La Banque Nationale ne craint pas les vérifications

Le président et chef de la direction de la Banque Nationale, Louis Vachon
Photo: Annik MH de Carufel Le Devoir Le président et chef de la direction de la Banque Nationale, Louis Vachon

La Banque Nationale croit qu’elle sera épargnée par l’enquête de l’agence fédérale de la consommation financière sur les pratiques commerciales des grandes banques du pays.

L’Agence de la consommation en matière financière du Canada (ACFC) avait décidé d’agir le mois dernier à la suite de la diffusion de reportages dans lesquels des employés bancaires non identifiés avaient affirmé que certains services étaient vendus sans le consentement des clients. Les reportages de la CBC visaient principalement la Banque TD. Il avait notamment été rapporté que des employés se sentaient obligés de vendre davantage que nécessaire, quitte à tromper leurs clients ou à leur mentir pour atteindre des cibles de ventes non réalistes.

Selon le président et chef de la direction de la Banque Nationale, Louis Vachon, il ne s’agit pas d’un problème systémique au sein de l’industrie. « On salue l’enquête de l’Agence.
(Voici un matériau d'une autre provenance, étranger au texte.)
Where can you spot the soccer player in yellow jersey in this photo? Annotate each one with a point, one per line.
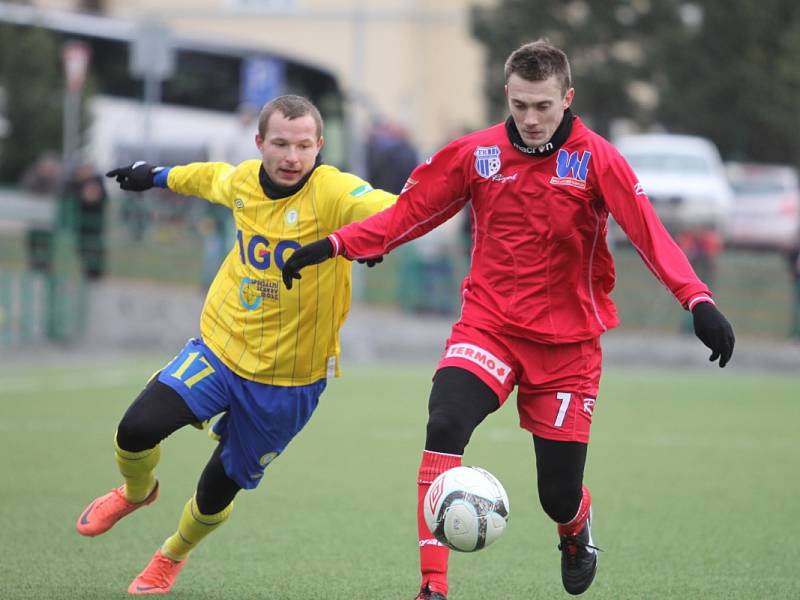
(264, 353)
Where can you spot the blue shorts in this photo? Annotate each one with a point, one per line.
(260, 419)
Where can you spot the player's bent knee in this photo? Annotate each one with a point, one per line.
(447, 433)
(560, 499)
(134, 435)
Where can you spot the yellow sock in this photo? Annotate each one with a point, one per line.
(138, 469)
(192, 528)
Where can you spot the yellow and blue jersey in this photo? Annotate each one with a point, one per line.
(258, 328)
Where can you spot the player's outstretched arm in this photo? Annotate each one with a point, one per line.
(310, 254)
(136, 177)
(714, 330)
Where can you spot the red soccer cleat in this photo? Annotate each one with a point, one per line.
(105, 511)
(158, 576)
(426, 594)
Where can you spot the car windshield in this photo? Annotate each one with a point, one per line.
(669, 162)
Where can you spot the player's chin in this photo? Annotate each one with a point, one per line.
(288, 178)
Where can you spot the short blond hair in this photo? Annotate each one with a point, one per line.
(291, 107)
(537, 61)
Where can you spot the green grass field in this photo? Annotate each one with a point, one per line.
(694, 478)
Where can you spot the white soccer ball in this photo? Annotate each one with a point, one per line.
(466, 508)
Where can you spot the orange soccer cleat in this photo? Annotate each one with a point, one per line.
(158, 576)
(105, 511)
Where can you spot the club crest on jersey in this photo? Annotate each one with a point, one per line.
(571, 169)
(487, 160)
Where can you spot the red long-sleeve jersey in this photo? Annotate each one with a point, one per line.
(540, 268)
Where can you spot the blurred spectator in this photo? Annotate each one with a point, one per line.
(390, 156)
(89, 194)
(43, 179)
(44, 176)
(702, 246)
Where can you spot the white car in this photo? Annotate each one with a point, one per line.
(766, 206)
(684, 177)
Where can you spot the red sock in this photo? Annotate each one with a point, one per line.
(576, 524)
(432, 554)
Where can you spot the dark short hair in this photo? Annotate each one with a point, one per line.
(537, 61)
(291, 107)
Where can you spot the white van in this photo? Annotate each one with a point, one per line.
(684, 177)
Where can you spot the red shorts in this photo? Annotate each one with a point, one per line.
(557, 383)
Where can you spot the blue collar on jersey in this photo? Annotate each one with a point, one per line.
(559, 137)
(276, 192)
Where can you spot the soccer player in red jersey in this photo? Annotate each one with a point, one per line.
(540, 188)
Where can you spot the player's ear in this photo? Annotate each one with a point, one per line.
(568, 98)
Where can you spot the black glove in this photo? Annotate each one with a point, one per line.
(310, 254)
(370, 262)
(137, 177)
(714, 331)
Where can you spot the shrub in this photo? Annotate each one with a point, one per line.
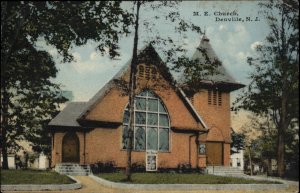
(184, 168)
(138, 167)
(103, 167)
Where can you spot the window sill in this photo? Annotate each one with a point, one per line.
(145, 151)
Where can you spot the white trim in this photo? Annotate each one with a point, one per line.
(192, 107)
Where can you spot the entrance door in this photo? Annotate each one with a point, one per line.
(70, 148)
(214, 152)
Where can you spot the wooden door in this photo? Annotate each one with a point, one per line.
(70, 148)
(214, 152)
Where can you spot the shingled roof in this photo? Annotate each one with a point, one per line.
(204, 53)
(75, 111)
(69, 115)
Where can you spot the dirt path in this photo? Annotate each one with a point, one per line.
(90, 186)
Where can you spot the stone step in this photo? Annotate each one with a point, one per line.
(73, 169)
(224, 170)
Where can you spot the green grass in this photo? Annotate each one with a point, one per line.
(169, 178)
(33, 177)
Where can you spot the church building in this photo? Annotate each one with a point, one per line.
(173, 126)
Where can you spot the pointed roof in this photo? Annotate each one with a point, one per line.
(148, 52)
(205, 53)
(68, 116)
(143, 55)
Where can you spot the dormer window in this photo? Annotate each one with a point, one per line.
(147, 72)
(153, 72)
(214, 97)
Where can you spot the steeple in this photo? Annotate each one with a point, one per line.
(222, 78)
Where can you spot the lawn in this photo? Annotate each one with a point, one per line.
(175, 178)
(33, 177)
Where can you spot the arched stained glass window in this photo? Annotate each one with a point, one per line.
(152, 125)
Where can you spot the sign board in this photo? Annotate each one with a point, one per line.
(151, 160)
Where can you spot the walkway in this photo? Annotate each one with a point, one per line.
(90, 186)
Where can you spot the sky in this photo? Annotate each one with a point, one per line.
(233, 42)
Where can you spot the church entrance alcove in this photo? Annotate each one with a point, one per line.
(70, 148)
(214, 153)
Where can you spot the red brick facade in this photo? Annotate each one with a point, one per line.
(201, 121)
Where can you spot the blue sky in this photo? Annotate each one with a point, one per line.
(232, 41)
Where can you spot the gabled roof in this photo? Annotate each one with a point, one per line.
(69, 115)
(143, 56)
(205, 53)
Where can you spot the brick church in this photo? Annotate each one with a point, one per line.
(179, 129)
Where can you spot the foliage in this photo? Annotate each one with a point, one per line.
(166, 45)
(33, 177)
(175, 178)
(274, 88)
(28, 98)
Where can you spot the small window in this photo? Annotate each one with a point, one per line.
(147, 72)
(153, 73)
(215, 97)
(202, 148)
(209, 97)
(141, 71)
(219, 98)
(238, 162)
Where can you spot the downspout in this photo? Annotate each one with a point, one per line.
(190, 149)
(84, 147)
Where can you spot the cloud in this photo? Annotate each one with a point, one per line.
(93, 56)
(254, 45)
(77, 56)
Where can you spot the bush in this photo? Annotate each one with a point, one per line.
(103, 167)
(184, 168)
(138, 167)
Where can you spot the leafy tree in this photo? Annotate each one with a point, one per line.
(171, 51)
(273, 91)
(25, 70)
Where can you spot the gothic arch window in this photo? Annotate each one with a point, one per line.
(152, 124)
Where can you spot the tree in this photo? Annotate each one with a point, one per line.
(61, 24)
(273, 90)
(169, 49)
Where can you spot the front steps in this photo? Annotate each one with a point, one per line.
(224, 170)
(73, 169)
Entre les histoires que l’on entend chez nos concurrents et un problème systémique, il y a une différence », a-t-il dit vendredi au cours d’une entrevue en marge de l’assemblée annuelle de l’institution financière.

M. Vachon a affirmé que la Banque Nationale avait entrepris des vérifications à l’interne depuis l’an dernier, dans la foulée du scandale ayant éclaboussé la banque américaine Wells Fargo, qui a dû payer d’importantes pénalités en raison de l’ouverture au nom de ses clients de comptes bancaires non autorisés. Selon lui, ce scandale survenu au sud de la frontière a été une bonne leçon pour l’industrie bancaire. Dans son discours aux actionnaires, le grand patron de la sixième banque canadienne en importance a fait savoir qu’aucun problème d’envergure n’avait été découvert dans le cadre des vérifications.

« On savait que l’ACFC allait venir et nous avons accéléré nos vérifications, a précisé M. Vachon en entrevue. C’est pour cette raison que nous n’avons pas trouvé d’enjeux de ce côté. » Dans son rapport annuel 2015-2016 — le plus récent qu’il est possible de consulter —, l’ACFC dit avoir reçu 345 plaintes relevant de son mandat. De ce nombre, 95 concernaient les codes de conduite.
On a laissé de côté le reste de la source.